Cependant, cette présomption peut être renversée si des éléments contraires sont établis, notamment :

  • des clauses laissant clairement apparaître une volonté différente
  • des circonstances particulières démontrant une durée limitée
  • ou un contexte contractuel spécifique

Cela reste néanmoins incertain et source de contentieux.

Que se passe-t-il si rien n’est prévu pour organiser la sortie d’un associé ?

C’est précisément le point de vigilance majeur.

En l’absence de clauses adaptées :

  • vous ne pouvez pas quitter librement le pacte
  • vous restez soumis à ses obligations (préemption, agrément, non-concurrence, etc.)
  • vous pouvez être contraint dans vos décisions patrimoniales

Cela peut, par exemple, bloquer une cession de titres ou compliquer une opération stratégique.

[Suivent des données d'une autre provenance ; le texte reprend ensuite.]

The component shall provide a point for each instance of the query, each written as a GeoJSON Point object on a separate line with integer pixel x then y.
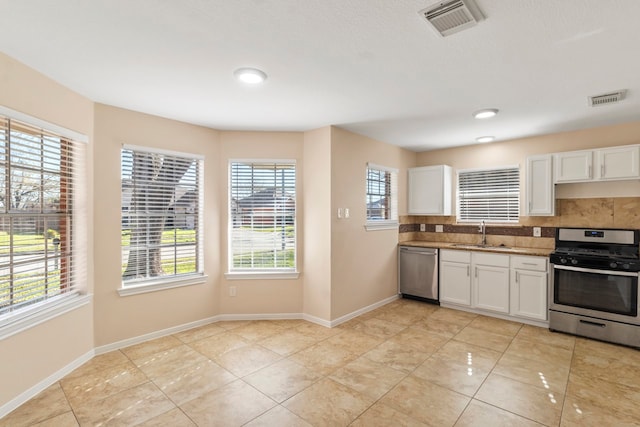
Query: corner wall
{"type": "Point", "coordinates": [363, 263]}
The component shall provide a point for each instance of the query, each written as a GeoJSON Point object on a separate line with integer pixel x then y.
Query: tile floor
{"type": "Point", "coordinates": [404, 364]}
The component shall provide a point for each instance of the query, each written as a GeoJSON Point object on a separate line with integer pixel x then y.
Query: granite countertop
{"type": "Point", "coordinates": [486, 248]}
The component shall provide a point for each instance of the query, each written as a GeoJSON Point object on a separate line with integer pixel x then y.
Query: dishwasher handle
{"type": "Point", "coordinates": [431, 252]}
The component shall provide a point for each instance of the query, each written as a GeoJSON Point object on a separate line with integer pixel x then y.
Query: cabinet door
{"type": "Point", "coordinates": [573, 166]}
{"type": "Point", "coordinates": [540, 196]}
{"type": "Point", "coordinates": [491, 288]}
{"type": "Point", "coordinates": [529, 294]}
{"type": "Point", "coordinates": [429, 190]}
{"type": "Point", "coordinates": [619, 162]}
{"type": "Point", "coordinates": [455, 283]}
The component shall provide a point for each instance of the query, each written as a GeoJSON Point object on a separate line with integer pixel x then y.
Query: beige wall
{"type": "Point", "coordinates": [118, 318]}
{"type": "Point", "coordinates": [31, 356]}
{"type": "Point", "coordinates": [363, 263]}
{"type": "Point", "coordinates": [316, 224]}
{"type": "Point", "coordinates": [260, 296]}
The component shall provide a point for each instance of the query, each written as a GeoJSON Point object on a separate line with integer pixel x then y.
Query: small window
{"type": "Point", "coordinates": [492, 195]}
{"type": "Point", "coordinates": [382, 197]}
{"type": "Point", "coordinates": [262, 217]}
{"type": "Point", "coordinates": [161, 216]}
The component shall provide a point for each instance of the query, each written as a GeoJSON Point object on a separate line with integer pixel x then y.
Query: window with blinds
{"type": "Point", "coordinates": [382, 193]}
{"type": "Point", "coordinates": [262, 216]}
{"type": "Point", "coordinates": [161, 215]}
{"type": "Point", "coordinates": [42, 253]}
{"type": "Point", "coordinates": [492, 195]}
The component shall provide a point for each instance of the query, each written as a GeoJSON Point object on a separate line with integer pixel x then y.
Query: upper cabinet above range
{"type": "Point", "coordinates": [429, 190]}
{"type": "Point", "coordinates": [615, 163]}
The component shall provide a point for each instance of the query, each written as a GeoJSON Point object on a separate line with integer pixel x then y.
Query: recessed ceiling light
{"type": "Point", "coordinates": [250, 76]}
{"type": "Point", "coordinates": [485, 138]}
{"type": "Point", "coordinates": [486, 113]}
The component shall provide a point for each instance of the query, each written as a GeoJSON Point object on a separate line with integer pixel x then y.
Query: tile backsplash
{"type": "Point", "coordinates": [618, 212]}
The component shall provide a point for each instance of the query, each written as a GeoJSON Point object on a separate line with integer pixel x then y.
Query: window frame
{"type": "Point", "coordinates": [513, 213]}
{"type": "Point", "coordinates": [384, 223]}
{"type": "Point", "coordinates": [241, 273]}
{"type": "Point", "coordinates": [75, 210]}
{"type": "Point", "coordinates": [161, 282]}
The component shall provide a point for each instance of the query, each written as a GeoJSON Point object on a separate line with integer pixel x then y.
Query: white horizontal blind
{"type": "Point", "coordinates": [262, 217]}
{"type": "Point", "coordinates": [161, 215]}
{"type": "Point", "coordinates": [382, 193]}
{"type": "Point", "coordinates": [492, 195]}
{"type": "Point", "coordinates": [42, 248]}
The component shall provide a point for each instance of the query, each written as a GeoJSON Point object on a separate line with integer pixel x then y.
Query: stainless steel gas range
{"type": "Point", "coordinates": [594, 284]}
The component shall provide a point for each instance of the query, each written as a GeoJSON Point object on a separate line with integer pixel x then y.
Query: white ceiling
{"type": "Point", "coordinates": [374, 67]}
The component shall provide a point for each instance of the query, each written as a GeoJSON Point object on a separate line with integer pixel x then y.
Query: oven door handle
{"type": "Point", "coordinates": [591, 270]}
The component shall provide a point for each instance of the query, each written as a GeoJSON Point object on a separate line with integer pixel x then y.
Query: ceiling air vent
{"type": "Point", "coordinates": [452, 16]}
{"type": "Point", "coordinates": [607, 98]}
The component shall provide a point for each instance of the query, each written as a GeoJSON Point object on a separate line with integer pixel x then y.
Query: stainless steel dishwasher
{"type": "Point", "coordinates": [418, 273]}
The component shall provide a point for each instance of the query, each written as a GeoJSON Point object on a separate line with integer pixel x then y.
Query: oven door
{"type": "Point", "coordinates": [611, 295]}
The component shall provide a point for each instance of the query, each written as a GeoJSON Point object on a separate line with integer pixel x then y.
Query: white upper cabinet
{"type": "Point", "coordinates": [429, 190]}
{"type": "Point", "coordinates": [615, 163]}
{"type": "Point", "coordinates": [618, 163]}
{"type": "Point", "coordinates": [574, 166]}
{"type": "Point", "coordinates": [540, 195]}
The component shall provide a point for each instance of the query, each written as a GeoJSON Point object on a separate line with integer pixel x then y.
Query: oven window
{"type": "Point", "coordinates": [602, 292]}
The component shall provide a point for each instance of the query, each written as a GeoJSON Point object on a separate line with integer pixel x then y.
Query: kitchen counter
{"type": "Point", "coordinates": [474, 247]}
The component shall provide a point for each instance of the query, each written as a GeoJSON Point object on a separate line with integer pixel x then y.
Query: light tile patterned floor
{"type": "Point", "coordinates": [404, 364]}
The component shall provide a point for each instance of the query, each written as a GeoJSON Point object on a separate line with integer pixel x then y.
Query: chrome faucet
{"type": "Point", "coordinates": [482, 228]}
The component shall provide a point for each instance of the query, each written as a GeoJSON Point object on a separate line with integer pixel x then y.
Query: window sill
{"type": "Point", "coordinates": [381, 225]}
{"type": "Point", "coordinates": [264, 275]}
{"type": "Point", "coordinates": [30, 318]}
{"type": "Point", "coordinates": [161, 284]}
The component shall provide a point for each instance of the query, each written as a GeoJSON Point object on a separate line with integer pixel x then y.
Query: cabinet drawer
{"type": "Point", "coordinates": [494, 260]}
{"type": "Point", "coordinates": [529, 263]}
{"type": "Point", "coordinates": [455, 256]}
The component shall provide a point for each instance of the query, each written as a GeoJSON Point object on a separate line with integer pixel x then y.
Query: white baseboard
{"type": "Point", "coordinates": [44, 384]}
{"type": "Point", "coordinates": [153, 335]}
{"type": "Point", "coordinates": [363, 310]}
{"type": "Point", "coordinates": [265, 316]}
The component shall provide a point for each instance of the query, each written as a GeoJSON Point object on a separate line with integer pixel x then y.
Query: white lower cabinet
{"type": "Point", "coordinates": [490, 282]}
{"type": "Point", "coordinates": [512, 285]}
{"type": "Point", "coordinates": [455, 277]}
{"type": "Point", "coordinates": [529, 287]}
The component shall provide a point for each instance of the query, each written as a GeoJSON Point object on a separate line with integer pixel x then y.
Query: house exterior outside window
{"type": "Point", "coordinates": [381, 197]}
{"type": "Point", "coordinates": [262, 217]}
{"type": "Point", "coordinates": [161, 225]}
{"type": "Point", "coordinates": [42, 220]}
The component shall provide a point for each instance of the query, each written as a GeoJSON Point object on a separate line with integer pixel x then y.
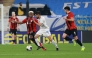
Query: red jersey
{"type": "Point", "coordinates": [13, 25]}
{"type": "Point", "coordinates": [70, 24]}
{"type": "Point", "coordinates": [31, 26]}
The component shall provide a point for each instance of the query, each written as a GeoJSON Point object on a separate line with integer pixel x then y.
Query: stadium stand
{"type": "Point", "coordinates": [45, 10]}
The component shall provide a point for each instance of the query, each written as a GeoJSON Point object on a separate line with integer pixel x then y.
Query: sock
{"type": "Point", "coordinates": [14, 41]}
{"type": "Point", "coordinates": [68, 39]}
{"type": "Point", "coordinates": [54, 43]}
{"type": "Point", "coordinates": [79, 42]}
{"type": "Point", "coordinates": [36, 40]}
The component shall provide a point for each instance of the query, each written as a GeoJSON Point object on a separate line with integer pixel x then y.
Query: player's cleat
{"type": "Point", "coordinates": [42, 47]}
{"type": "Point", "coordinates": [57, 49]}
{"type": "Point", "coordinates": [82, 48]}
{"type": "Point", "coordinates": [11, 43]}
{"type": "Point", "coordinates": [38, 47]}
{"type": "Point", "coordinates": [74, 42]}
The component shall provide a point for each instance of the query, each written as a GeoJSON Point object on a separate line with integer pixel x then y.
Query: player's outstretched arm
{"type": "Point", "coordinates": [72, 19]}
{"type": "Point", "coordinates": [39, 24]}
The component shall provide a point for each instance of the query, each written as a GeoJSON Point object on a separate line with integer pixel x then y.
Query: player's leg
{"type": "Point", "coordinates": [66, 34]}
{"type": "Point", "coordinates": [74, 33]}
{"type": "Point", "coordinates": [14, 34]}
{"type": "Point", "coordinates": [47, 34]}
{"type": "Point", "coordinates": [32, 38]}
{"type": "Point", "coordinates": [53, 42]}
{"type": "Point", "coordinates": [36, 40]}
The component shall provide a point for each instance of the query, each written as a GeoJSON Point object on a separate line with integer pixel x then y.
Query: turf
{"type": "Point", "coordinates": [66, 51]}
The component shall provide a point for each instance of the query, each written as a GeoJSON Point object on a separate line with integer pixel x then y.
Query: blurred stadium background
{"type": "Point", "coordinates": [53, 11]}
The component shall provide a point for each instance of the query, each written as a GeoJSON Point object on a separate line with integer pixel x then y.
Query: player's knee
{"type": "Point", "coordinates": [36, 36]}
{"type": "Point", "coordinates": [75, 38]}
{"type": "Point", "coordinates": [63, 37]}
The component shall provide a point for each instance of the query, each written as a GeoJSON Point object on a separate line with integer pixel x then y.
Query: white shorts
{"type": "Point", "coordinates": [44, 32]}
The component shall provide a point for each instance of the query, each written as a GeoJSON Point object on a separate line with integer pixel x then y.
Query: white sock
{"type": "Point", "coordinates": [36, 40]}
{"type": "Point", "coordinates": [54, 43]}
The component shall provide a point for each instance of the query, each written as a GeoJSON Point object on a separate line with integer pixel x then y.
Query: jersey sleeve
{"type": "Point", "coordinates": [42, 20]}
{"type": "Point", "coordinates": [9, 20]}
{"type": "Point", "coordinates": [25, 20]}
{"type": "Point", "coordinates": [36, 20]}
{"type": "Point", "coordinates": [71, 15]}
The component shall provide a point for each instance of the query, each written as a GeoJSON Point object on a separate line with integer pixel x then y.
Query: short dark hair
{"type": "Point", "coordinates": [38, 12]}
{"type": "Point", "coordinates": [67, 8]}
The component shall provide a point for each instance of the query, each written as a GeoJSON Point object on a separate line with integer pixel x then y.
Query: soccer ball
{"type": "Point", "coordinates": [29, 48]}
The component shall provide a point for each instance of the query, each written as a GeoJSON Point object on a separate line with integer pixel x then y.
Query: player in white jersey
{"type": "Point", "coordinates": [44, 30]}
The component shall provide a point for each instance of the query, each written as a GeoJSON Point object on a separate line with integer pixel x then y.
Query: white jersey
{"type": "Point", "coordinates": [43, 21]}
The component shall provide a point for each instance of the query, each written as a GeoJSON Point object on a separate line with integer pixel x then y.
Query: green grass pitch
{"type": "Point", "coordinates": [65, 51]}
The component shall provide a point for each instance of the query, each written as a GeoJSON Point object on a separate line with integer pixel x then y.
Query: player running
{"type": "Point", "coordinates": [44, 29]}
{"type": "Point", "coordinates": [13, 27]}
{"type": "Point", "coordinates": [31, 27]}
{"type": "Point", "coordinates": [71, 28]}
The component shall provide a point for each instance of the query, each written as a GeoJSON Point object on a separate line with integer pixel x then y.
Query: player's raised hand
{"type": "Point", "coordinates": [8, 29]}
{"type": "Point", "coordinates": [65, 17]}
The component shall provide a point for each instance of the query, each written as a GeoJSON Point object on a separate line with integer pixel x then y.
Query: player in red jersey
{"type": "Point", "coordinates": [31, 27]}
{"type": "Point", "coordinates": [71, 27]}
{"type": "Point", "coordinates": [13, 26]}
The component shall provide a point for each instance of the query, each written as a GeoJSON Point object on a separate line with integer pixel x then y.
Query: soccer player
{"type": "Point", "coordinates": [13, 27]}
{"type": "Point", "coordinates": [44, 29]}
{"type": "Point", "coordinates": [31, 27]}
{"type": "Point", "coordinates": [71, 28]}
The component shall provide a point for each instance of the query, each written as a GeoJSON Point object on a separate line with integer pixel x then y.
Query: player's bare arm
{"type": "Point", "coordinates": [72, 19]}
{"type": "Point", "coordinates": [39, 24]}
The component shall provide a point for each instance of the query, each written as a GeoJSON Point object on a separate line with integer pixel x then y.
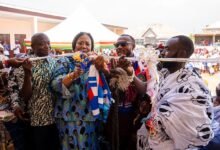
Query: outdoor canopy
{"type": "Point", "coordinates": [61, 36]}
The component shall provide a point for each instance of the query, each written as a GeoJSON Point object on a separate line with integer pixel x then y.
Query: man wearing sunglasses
{"type": "Point", "coordinates": [127, 100]}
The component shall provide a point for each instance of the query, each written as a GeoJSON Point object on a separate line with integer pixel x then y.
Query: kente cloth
{"type": "Point", "coordinates": [99, 93]}
{"type": "Point", "coordinates": [182, 115]}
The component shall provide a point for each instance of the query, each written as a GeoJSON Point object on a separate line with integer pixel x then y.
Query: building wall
{"type": "Point", "coordinates": [116, 30]}
{"type": "Point", "coordinates": [14, 26]}
{"type": "Point", "coordinates": [43, 26]}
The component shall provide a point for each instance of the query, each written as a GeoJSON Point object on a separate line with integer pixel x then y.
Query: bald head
{"type": "Point", "coordinates": [40, 44]}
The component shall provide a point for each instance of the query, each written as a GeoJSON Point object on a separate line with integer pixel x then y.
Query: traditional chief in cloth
{"type": "Point", "coordinates": [182, 115]}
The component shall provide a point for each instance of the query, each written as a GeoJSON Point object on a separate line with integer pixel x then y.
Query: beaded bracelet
{"type": "Point", "coordinates": [71, 77]}
{"type": "Point", "coordinates": [4, 63]}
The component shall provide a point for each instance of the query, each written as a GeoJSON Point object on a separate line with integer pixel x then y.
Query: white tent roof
{"type": "Point", "coordinates": [213, 25]}
{"type": "Point", "coordinates": [80, 21]}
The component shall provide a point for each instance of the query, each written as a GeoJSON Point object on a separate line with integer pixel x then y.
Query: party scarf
{"type": "Point", "coordinates": [99, 94]}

D’où l’importance de prévoir en amont des mécanismes contractuels permettant d’éviter ces situations.

Comment sécuriser un pacte d’associés à la lumière de cette décision ?

La décision du 11 mars 2026 impose une approche beaucoup plus rigoureuse.

Il est fortement recommandé de :

  • fixer une durée précise (ex : 5 ou 10 ans)
  • prévoir des modalités de résiliation anticipée
  • insérer des clauses de sortie (good leaver / bad leaver, buy or sell, etc.)
  • anticiper les situations de blocage

En pratique, la rédaction d’un pacte d’associés ne peut plus être standardisée. Elle doit être adaptée à la stratégie des associés et à l’évolution prévisible de la société.

Un accompagnement par un avocat en droit des affaires est, à cet égard, essentiel pour éviter un engagement contraignant sur le long terme.